When Wenders does rely on archival footage, it’s in chronologically ordered fragments projected from an antique television. There’s no sense of an info dump, but it is enough to ground the otherwise experimental documentary in at least some semblance of structure. It’s fascinating to see how audience and critical perception to Kiefer’s work, especially his most overtly political pieces, has changed over time. One of his most contentious creations is a series of photographs from 1969, titled Heroic Symbols, depicting the then-young artist performing the Seig Heil salute in a series of public and private European locations. Because Wenders has provided the proper context, the intellectual and emotional purpose behind this provocation is instantly understandable.
Not all of the documentary’s various gimmicks play out with aplomb. Particularly ineffective are the film’s attempts at historical reenactments, which alternately feature Anton Wenders (the grand-nephew of the director) and Daniel Kiefer (Anselm’s son) as younger versions of the artist. These sequences, mostly non-verbal, are bizarre and add very little to the overall effect of the film. Obviously limited in their scope and budget, these are also the only passages of the documentary that feel visually cheap. On occasion, Anselm can also be quite boring. When Wenders highlights texts informative to Kiefer’s practice, such as poetry by Paul Celan, visualizations of these pages are literally brought to the forefront of the screen. It’s like a slightly more stimulating PowerPoint presentation.

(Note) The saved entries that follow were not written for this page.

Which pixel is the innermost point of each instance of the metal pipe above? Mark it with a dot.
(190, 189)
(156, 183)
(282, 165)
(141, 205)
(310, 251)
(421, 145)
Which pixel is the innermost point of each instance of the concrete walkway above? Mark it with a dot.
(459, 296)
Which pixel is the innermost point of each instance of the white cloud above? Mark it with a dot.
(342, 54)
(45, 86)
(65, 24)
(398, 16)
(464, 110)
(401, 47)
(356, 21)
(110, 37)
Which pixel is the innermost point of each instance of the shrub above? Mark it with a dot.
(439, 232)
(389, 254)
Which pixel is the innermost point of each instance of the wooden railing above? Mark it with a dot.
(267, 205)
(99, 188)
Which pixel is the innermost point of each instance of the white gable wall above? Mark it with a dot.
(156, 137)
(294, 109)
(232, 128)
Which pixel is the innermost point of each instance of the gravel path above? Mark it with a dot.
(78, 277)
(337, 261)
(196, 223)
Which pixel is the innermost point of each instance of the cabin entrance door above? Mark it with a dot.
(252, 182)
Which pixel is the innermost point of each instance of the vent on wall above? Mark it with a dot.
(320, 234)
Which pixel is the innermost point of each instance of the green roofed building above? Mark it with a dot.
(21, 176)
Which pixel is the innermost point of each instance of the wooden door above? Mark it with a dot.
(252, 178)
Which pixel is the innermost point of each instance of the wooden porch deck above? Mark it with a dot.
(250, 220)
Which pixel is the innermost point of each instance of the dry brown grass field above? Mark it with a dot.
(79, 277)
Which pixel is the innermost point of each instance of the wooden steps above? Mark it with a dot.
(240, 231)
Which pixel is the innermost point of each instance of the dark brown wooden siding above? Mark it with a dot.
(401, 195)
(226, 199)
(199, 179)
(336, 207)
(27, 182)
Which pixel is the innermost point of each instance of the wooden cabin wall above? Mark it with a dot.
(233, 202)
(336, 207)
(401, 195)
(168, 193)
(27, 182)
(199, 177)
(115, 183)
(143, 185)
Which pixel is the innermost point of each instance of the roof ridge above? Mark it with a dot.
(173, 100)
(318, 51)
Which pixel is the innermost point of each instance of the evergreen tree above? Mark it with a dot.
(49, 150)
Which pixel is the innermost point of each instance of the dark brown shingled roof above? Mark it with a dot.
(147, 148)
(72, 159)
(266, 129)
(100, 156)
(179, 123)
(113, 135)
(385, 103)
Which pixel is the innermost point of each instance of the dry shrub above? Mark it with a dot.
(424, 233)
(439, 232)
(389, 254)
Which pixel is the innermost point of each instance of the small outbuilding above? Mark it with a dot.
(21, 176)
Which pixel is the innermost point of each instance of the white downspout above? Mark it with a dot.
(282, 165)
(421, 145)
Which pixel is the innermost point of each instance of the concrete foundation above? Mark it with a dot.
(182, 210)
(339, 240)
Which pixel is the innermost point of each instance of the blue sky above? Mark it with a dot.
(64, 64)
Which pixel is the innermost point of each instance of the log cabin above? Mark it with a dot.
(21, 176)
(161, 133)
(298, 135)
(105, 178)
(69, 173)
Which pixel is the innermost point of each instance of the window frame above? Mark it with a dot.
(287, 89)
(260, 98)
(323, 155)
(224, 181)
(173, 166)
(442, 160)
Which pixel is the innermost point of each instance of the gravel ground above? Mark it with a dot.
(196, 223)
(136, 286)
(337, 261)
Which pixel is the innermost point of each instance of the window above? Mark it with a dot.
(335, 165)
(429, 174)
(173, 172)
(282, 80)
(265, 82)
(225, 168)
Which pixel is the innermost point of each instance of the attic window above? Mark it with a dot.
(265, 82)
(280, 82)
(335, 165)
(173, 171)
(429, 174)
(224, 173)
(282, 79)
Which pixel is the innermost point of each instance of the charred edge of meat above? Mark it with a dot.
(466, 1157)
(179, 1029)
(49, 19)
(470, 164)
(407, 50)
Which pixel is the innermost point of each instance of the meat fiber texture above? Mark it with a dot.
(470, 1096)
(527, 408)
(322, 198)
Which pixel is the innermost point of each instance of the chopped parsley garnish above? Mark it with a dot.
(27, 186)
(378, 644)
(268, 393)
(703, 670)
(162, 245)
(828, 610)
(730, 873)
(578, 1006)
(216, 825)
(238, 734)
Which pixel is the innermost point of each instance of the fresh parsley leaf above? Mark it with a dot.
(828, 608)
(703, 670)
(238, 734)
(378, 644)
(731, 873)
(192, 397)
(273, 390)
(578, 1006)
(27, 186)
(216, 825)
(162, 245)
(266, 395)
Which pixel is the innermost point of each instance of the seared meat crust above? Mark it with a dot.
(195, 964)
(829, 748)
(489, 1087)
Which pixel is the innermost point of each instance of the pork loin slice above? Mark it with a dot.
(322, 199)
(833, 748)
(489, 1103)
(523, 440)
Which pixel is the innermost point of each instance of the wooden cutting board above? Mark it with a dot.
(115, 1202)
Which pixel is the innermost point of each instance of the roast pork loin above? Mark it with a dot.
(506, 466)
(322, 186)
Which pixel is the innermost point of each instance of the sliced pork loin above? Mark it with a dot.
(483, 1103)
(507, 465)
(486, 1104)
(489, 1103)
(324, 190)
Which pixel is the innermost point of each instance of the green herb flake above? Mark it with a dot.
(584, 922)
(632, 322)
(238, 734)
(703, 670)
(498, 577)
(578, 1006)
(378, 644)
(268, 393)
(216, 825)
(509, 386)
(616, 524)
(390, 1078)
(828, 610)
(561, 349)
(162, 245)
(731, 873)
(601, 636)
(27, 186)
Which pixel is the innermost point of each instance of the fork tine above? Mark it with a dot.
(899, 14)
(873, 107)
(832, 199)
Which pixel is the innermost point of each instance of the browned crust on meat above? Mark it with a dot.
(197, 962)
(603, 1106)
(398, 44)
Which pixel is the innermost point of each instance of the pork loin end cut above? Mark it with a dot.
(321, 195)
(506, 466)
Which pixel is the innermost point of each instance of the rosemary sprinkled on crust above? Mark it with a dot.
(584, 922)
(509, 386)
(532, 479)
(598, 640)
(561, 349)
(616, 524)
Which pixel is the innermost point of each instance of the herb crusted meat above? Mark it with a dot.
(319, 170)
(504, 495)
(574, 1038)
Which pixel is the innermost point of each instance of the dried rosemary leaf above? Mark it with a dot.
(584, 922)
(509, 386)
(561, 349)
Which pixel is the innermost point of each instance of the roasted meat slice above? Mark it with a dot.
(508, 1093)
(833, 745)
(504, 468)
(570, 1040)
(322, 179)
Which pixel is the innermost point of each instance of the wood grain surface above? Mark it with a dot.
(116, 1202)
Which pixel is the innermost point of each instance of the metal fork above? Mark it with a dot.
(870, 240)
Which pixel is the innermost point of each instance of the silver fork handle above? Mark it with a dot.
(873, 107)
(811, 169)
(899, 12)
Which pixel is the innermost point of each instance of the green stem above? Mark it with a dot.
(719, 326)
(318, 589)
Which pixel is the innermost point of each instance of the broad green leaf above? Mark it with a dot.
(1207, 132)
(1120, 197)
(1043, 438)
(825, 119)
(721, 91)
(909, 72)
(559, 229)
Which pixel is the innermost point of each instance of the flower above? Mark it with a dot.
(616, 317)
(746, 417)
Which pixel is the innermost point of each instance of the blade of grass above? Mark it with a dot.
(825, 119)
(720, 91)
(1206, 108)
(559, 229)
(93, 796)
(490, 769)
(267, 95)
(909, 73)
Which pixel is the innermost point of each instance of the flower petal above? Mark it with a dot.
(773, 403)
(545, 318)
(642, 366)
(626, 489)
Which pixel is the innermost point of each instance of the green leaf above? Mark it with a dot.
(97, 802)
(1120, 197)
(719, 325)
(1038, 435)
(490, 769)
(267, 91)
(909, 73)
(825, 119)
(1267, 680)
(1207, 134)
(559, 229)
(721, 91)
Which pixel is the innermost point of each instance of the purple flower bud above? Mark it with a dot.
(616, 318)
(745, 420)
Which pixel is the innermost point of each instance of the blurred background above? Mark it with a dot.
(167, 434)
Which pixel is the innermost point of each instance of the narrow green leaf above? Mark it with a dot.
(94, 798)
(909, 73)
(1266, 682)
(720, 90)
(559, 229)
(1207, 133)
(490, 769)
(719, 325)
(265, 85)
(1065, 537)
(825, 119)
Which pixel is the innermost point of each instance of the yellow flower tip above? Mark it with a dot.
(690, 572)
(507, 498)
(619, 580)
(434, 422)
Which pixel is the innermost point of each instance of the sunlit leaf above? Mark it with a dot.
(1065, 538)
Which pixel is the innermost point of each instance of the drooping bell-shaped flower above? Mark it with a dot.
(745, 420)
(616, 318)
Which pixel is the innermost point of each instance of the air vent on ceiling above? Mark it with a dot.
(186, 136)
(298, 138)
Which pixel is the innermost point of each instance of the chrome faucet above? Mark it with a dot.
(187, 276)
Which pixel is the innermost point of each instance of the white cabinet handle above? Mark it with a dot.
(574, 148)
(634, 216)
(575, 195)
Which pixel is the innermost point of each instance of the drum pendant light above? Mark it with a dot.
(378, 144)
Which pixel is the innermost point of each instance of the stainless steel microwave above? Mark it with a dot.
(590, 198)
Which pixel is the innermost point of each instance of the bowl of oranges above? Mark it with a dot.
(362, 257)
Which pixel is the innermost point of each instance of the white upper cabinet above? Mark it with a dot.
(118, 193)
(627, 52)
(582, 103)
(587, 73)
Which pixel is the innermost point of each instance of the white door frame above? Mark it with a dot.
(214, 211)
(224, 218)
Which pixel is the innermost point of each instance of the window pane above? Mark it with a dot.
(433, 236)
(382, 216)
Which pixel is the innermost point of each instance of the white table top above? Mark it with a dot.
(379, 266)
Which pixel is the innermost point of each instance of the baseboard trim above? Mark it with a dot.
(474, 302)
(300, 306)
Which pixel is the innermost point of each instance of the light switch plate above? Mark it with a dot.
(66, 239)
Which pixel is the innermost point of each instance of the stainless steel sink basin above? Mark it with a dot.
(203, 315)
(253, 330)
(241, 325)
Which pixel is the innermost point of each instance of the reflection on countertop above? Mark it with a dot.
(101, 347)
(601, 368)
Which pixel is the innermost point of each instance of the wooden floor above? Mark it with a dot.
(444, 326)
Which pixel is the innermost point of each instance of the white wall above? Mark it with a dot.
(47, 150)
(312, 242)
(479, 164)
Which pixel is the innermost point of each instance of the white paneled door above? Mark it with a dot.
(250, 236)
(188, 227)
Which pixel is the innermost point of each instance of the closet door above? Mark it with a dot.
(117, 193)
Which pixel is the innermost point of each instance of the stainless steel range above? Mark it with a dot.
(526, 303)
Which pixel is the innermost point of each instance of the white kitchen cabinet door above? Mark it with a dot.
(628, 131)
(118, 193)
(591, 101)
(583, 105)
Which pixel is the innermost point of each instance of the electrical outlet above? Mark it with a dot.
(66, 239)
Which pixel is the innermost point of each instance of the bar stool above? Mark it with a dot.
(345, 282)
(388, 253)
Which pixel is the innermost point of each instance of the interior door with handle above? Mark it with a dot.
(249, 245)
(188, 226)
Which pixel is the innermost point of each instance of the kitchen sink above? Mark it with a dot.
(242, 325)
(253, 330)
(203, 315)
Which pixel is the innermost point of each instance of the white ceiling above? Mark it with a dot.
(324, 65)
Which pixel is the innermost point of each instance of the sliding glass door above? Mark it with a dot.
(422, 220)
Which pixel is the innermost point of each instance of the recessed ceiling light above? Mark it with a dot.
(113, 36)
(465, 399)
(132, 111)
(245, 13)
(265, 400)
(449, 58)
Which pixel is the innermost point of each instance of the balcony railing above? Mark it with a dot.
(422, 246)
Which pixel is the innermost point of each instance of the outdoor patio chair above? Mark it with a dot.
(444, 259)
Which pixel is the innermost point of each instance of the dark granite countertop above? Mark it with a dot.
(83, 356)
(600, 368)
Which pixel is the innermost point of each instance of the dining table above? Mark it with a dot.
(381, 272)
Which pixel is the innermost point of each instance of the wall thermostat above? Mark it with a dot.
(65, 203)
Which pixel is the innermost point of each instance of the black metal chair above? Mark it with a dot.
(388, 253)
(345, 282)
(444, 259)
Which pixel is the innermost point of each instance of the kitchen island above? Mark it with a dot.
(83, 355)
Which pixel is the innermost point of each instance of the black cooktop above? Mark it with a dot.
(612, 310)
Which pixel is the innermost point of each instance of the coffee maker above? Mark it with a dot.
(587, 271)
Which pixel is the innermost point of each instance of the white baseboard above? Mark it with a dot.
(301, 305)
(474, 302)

Warts and all, Anselm still feels quite radical, both as borderline-oneiric exploration of its subject’s creative process and an act of pure artistic meditation. In his second film of 2023, the other being the blissfully introspective Perfect Days, Wenders has very little to prove. Watching a seasoned filmmaker experiment with compelling ways to reinvent a well-trodden format is undeniably enjoyable, even if the final product won’t have much outside appeal. It’s a stimulating approach to exploring an artist that defies boundaries, and in that sense, Kiefer and Wenders are very much alike.